This is a guest post by Shiraz Maher
In the wave of revanchist rage that follows almost every terrorist attack (one needs only look at some of the comments left on Harry’s Place) it is easy to forget that ordinary Muslims also suffer at the hands of Islamist extremists. Often, it is those genuinely liberal and progressive forces within the Muslim community who are the first to bear the brunt of such violence.
In the past that meant most Muslims were willing to bury their heads in the sand, hoping the problem might go away.
But the landscape of the Muslim community, both at home and abroad, is now slowly changing. Following the Mumbai massacres, there is encouraging news from India here:
“In what is perhaps their first openly defiant act against “Islamic terrorism”, Muslims in India have decided they will not allow the militants to be buried in Muslim graveyards anywhere in the country.
They said that they could not believe that the assailants, who they said had “killed innocent civilians unprovoked”, were true followers of Islam.
Ibrahim Tai, the president of the Indian Muslim Council, which looks after the social and religious affairs of the Muslim community in India, said that they had “defamed” his religion.”

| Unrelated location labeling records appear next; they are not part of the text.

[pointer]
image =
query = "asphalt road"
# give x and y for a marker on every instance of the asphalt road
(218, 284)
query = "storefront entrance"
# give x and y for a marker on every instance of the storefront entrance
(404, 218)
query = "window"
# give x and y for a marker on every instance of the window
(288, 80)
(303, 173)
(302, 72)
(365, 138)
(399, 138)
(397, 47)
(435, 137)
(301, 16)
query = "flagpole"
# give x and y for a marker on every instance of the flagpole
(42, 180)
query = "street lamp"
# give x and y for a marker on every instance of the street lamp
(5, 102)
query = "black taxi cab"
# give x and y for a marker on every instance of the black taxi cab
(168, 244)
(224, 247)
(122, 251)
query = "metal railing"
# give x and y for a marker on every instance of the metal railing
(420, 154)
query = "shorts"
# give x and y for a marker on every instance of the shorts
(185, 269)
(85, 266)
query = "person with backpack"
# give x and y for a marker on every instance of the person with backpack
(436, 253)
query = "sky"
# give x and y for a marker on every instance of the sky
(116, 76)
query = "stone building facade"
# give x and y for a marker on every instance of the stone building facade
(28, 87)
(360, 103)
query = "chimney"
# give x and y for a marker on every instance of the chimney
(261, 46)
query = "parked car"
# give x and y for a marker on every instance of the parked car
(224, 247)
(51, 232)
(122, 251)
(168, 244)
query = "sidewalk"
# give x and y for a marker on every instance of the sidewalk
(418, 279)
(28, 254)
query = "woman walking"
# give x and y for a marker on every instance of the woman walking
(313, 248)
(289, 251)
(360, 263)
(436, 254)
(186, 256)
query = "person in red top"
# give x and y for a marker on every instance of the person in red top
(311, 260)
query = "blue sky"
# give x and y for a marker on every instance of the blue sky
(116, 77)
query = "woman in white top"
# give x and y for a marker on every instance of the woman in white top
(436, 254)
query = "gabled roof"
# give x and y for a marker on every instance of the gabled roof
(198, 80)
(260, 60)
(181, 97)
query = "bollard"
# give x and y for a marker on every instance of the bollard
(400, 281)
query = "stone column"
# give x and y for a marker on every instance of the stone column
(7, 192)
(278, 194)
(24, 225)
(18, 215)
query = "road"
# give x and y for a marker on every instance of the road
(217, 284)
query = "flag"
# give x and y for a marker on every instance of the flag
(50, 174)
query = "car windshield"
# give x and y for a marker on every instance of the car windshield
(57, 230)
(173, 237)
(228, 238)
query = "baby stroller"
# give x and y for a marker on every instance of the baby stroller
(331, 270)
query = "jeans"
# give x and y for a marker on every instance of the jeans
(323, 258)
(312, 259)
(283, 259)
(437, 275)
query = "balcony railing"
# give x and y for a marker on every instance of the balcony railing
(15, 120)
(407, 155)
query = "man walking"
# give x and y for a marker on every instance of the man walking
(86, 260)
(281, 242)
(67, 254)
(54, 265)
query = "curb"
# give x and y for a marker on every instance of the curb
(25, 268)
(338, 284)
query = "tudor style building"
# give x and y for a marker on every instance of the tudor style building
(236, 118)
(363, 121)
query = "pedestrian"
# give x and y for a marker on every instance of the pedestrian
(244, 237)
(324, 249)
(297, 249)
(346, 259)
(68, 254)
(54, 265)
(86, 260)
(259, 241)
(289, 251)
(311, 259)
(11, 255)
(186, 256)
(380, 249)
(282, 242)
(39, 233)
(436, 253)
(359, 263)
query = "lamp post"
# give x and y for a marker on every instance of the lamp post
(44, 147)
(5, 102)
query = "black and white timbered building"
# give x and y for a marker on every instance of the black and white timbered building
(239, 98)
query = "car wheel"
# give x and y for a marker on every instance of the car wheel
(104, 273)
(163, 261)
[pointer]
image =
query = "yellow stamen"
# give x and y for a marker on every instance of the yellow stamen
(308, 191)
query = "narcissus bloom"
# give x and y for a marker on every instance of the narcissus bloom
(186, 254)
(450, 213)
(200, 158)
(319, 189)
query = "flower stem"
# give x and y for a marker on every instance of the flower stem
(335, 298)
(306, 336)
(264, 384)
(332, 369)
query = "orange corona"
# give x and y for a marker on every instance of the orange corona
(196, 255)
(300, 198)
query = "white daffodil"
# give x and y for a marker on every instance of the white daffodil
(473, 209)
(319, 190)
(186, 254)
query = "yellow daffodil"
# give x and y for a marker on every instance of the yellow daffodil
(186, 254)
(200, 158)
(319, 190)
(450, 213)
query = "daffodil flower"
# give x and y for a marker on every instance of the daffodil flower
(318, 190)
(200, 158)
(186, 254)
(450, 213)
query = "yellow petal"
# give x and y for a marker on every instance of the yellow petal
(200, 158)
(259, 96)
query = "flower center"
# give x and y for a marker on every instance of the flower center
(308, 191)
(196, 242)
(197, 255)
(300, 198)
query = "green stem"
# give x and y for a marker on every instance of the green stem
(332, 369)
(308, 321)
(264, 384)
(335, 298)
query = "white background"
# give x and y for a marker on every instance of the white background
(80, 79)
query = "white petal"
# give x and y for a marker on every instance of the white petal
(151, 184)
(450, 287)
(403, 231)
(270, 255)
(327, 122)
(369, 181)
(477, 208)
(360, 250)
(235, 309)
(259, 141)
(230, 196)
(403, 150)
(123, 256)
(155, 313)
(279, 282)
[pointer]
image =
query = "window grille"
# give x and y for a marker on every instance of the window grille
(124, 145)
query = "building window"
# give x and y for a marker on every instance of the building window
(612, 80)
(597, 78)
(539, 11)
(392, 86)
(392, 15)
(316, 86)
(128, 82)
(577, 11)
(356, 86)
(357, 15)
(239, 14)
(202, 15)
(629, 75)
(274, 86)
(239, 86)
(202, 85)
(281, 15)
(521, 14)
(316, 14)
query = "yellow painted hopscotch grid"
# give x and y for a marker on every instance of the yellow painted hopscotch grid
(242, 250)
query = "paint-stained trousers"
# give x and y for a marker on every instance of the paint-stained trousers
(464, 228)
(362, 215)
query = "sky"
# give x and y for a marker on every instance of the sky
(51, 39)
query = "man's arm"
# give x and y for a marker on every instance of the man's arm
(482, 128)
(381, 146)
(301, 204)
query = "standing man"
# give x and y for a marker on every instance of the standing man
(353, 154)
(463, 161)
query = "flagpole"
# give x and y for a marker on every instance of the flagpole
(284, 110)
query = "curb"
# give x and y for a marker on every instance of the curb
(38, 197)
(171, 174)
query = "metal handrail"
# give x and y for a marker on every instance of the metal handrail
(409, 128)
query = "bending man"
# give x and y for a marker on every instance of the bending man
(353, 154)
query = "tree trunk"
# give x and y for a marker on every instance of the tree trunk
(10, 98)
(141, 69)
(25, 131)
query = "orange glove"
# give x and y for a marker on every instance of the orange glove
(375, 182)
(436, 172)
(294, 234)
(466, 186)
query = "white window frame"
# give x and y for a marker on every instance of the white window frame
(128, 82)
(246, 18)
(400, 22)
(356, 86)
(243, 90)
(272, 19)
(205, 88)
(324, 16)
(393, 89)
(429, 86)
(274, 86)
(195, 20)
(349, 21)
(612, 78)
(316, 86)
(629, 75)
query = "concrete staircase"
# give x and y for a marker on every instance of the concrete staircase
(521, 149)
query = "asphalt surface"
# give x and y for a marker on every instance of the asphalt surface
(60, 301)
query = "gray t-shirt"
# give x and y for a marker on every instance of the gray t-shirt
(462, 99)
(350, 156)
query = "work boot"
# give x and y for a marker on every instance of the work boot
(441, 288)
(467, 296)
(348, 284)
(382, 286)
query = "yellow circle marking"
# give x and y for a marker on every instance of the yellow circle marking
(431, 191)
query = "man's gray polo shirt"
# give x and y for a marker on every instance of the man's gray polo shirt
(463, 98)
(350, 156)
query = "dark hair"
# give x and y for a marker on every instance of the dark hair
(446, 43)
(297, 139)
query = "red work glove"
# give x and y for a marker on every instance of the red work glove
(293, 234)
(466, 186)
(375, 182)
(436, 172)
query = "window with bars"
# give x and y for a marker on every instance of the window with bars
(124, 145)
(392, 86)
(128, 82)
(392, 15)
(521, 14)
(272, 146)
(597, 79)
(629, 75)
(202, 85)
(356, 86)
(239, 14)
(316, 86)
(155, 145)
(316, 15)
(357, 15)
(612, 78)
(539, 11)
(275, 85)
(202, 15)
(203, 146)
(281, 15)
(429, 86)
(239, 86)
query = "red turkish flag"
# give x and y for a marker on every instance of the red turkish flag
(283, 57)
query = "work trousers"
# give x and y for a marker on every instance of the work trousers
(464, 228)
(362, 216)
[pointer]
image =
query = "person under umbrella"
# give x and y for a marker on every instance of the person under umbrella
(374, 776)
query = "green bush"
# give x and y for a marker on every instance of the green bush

This is a remarkable and symbolic gesture by Indian Muslims. It will not bring back the dead, but it will hopefully galvanise Muslims into being even more forthright against the cancerous ideology which lives within our faith.
Writing in the Telegraph over the weekend Ed Husain gives an insight into what steps his think-tank, the anti-extremist Quilliam Foundation is taking:
The Quilliam Foundation has successfully opened a public space in which it is possible to be fully Western and fully Muslim, free from the political burdens of the Arab world and the cultural baggage of the sub-continent. We have put extremists on the defensive, compelled to either jettison their ideology or face pressure to change. But we cannot win alone.
Wider society has a moral and civic duty to ensure that parts of our country do not become Balkanised. This means having the courage to explain that secularism does not mean being anti-religious, but a neutral public space. It also means having the courage to stand up for the ideas that make Britain the country that it is today. When Muslim seminaries in Dewsbury teach Locke’s A Letter Concerning Toleration, then we can rest assured that British Muslim clerics have truly understood Britain. At present, we are light years away.
Even the longest journey begins with a single step.